As part of the Teamsters union, Heine benefited from solid healthcare and a pension. He retired at 51, celebrating with a cake and a $250 gift card to a fishing store on his final day.
According to a 2010 study by the National Institute for Occupational Safety and Health, truck drivers in 2020 averaged 60 hours of work weekly, with one in five logging over 75 hours. Meanwhile, drivers’ salaries have decreased significantly. In the late 1970s, their pay was up to 50% higher than today, even after adjusting for inflation, as noted by Wayne State University economics professor Michael Belzer.
Currently, the median salary for about 1.9 million truck drivers in the U.S. is $45,260, with nearly 40% lacking health insurance compared to 17% of the broader workforce. Heine, now living in Northern California in a home he built post-retirement, expressed his disbelief at these shifts.
Heine viewed truck driving as a typical blue-collar job, while today’s drivers reminisce about a better life during what many consider a golden age, ending on July 1, 1980, with President Jimmy Carter’s signing of the Motor Carrier Act of 1980, which deregulated the trucking industry. Previously, the government regulated freight prices and licensing, making entry difficult for aspiring truckers like Heine.
The Motor Carrier Act dismantled that structure, enabling anyone to transport goods freely. While Carter believed deregulation would alleviate excessive government constraints and reduce consumer costs by stimulating competition among truckers, its fallout significantly weakened one of America’s key blue-collar professions. Experts argue that the legislation’s primary beneficiaries were the now-dominant national and international retail chains that flourished post-deregulation.

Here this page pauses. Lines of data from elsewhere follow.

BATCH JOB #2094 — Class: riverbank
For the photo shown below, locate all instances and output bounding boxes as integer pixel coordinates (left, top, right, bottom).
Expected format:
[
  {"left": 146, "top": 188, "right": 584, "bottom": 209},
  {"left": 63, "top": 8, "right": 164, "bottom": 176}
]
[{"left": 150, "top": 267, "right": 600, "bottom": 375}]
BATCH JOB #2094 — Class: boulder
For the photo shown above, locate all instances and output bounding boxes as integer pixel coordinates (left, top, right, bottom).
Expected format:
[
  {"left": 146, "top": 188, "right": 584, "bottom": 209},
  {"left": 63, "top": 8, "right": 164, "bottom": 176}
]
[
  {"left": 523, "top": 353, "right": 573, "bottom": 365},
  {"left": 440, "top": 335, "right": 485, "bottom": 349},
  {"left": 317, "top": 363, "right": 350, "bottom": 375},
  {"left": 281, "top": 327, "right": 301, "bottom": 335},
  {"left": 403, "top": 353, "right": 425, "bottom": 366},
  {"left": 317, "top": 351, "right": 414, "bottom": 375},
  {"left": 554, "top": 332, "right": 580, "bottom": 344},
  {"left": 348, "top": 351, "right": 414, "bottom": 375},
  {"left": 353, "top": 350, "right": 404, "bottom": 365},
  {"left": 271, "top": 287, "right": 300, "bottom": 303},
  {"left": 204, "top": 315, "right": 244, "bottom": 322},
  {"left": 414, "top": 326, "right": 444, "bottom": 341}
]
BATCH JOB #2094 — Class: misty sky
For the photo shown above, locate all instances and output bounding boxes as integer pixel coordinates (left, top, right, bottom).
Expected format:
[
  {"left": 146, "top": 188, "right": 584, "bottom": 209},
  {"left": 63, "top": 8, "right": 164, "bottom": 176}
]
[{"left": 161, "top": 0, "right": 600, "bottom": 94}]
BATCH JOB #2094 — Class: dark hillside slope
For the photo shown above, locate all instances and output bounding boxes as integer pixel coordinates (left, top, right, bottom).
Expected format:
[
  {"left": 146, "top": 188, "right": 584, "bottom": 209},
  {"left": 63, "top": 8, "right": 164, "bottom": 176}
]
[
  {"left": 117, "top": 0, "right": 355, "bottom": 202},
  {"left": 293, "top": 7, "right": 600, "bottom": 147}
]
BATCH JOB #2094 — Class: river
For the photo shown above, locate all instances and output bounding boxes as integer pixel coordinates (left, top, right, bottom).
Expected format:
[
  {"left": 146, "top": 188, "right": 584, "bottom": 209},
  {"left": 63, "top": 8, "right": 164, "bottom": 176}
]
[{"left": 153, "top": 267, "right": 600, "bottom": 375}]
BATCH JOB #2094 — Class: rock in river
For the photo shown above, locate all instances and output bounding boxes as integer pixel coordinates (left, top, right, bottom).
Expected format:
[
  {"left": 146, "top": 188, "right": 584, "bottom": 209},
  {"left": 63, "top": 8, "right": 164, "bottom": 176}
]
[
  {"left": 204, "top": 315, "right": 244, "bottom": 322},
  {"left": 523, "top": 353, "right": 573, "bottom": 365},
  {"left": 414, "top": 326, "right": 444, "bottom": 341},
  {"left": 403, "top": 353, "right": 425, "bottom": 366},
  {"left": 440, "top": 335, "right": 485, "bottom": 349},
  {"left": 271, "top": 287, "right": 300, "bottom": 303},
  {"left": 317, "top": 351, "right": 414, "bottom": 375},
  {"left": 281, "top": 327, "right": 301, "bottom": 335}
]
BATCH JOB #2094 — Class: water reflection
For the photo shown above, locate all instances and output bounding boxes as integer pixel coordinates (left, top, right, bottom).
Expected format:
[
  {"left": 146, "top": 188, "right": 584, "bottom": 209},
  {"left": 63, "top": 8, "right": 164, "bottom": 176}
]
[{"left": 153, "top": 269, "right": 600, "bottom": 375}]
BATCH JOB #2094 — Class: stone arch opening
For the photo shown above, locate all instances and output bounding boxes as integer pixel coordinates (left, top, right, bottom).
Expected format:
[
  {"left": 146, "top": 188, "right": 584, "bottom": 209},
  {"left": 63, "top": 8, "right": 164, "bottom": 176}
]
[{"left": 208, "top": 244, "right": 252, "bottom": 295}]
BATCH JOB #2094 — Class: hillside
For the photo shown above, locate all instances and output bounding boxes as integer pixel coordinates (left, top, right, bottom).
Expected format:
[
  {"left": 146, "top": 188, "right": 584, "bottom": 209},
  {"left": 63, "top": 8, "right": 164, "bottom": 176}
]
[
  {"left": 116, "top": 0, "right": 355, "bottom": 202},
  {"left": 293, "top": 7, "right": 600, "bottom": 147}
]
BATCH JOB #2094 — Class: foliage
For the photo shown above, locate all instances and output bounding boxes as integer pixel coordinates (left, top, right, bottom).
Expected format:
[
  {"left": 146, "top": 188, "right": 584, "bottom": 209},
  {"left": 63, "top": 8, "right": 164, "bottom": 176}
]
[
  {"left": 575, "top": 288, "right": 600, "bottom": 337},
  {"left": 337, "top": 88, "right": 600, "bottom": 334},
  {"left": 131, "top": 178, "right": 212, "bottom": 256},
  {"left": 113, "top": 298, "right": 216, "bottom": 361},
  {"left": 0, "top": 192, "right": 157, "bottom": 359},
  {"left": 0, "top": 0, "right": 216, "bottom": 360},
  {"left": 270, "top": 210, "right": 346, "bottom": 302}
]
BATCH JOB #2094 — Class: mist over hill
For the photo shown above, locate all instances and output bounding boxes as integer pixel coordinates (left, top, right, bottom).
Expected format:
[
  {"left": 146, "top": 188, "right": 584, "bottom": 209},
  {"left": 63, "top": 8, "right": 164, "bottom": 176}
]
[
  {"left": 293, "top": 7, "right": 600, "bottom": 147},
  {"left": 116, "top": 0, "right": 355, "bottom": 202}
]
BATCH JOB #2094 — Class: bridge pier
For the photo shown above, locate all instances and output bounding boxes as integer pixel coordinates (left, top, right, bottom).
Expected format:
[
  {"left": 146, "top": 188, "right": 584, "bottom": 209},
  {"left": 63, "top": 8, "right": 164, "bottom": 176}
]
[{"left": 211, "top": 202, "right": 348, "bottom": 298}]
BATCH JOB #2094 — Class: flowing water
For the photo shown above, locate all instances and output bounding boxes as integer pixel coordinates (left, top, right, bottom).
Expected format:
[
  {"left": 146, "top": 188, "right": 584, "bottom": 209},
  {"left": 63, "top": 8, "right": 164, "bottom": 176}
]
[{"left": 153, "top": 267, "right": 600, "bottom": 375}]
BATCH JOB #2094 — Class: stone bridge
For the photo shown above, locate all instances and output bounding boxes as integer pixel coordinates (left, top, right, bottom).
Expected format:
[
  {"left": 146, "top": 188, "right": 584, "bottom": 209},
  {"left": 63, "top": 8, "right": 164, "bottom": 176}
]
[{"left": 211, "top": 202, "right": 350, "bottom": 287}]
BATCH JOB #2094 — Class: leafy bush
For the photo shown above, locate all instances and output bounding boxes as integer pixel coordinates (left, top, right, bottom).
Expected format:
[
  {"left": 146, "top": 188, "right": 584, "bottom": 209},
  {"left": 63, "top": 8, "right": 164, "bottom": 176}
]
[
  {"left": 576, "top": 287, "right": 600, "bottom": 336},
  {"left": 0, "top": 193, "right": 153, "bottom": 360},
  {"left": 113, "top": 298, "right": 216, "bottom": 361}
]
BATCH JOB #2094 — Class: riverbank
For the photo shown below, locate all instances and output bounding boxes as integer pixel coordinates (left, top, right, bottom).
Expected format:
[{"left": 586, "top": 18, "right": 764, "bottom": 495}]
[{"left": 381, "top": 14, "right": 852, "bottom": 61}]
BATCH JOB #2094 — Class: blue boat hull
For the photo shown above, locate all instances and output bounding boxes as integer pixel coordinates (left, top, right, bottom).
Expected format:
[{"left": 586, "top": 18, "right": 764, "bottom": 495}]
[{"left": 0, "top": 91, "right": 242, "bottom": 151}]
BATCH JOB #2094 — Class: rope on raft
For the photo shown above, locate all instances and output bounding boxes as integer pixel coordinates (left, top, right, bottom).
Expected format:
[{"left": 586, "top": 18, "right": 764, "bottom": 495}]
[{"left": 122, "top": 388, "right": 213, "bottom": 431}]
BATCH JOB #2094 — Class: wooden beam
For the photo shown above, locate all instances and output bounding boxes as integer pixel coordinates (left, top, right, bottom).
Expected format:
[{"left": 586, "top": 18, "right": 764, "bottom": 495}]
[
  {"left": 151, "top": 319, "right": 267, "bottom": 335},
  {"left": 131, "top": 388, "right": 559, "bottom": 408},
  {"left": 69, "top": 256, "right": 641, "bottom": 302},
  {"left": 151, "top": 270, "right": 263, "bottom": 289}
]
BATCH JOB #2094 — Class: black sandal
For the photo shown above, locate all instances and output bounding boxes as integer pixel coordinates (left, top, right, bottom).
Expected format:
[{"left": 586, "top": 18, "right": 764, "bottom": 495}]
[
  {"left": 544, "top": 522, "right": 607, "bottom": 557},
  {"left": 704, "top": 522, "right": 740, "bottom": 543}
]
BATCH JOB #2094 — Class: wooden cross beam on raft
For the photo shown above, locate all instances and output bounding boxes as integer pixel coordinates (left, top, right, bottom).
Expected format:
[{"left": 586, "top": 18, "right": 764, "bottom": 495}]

Experts contend that the ease of trucking entry has made it a rare example of “perfect competition,” benefiting consumers with lower prices, although it has hurt truck drivers. Economists like Steve Viscelli describe this upheaval as “destructive competition,” where intense rivalry erodes profitability and investment. Despite lower prices for consumers, laborers like Heine feel that the resulting power shift merely funneled wealth to the top 10%, leaving many like him struggling.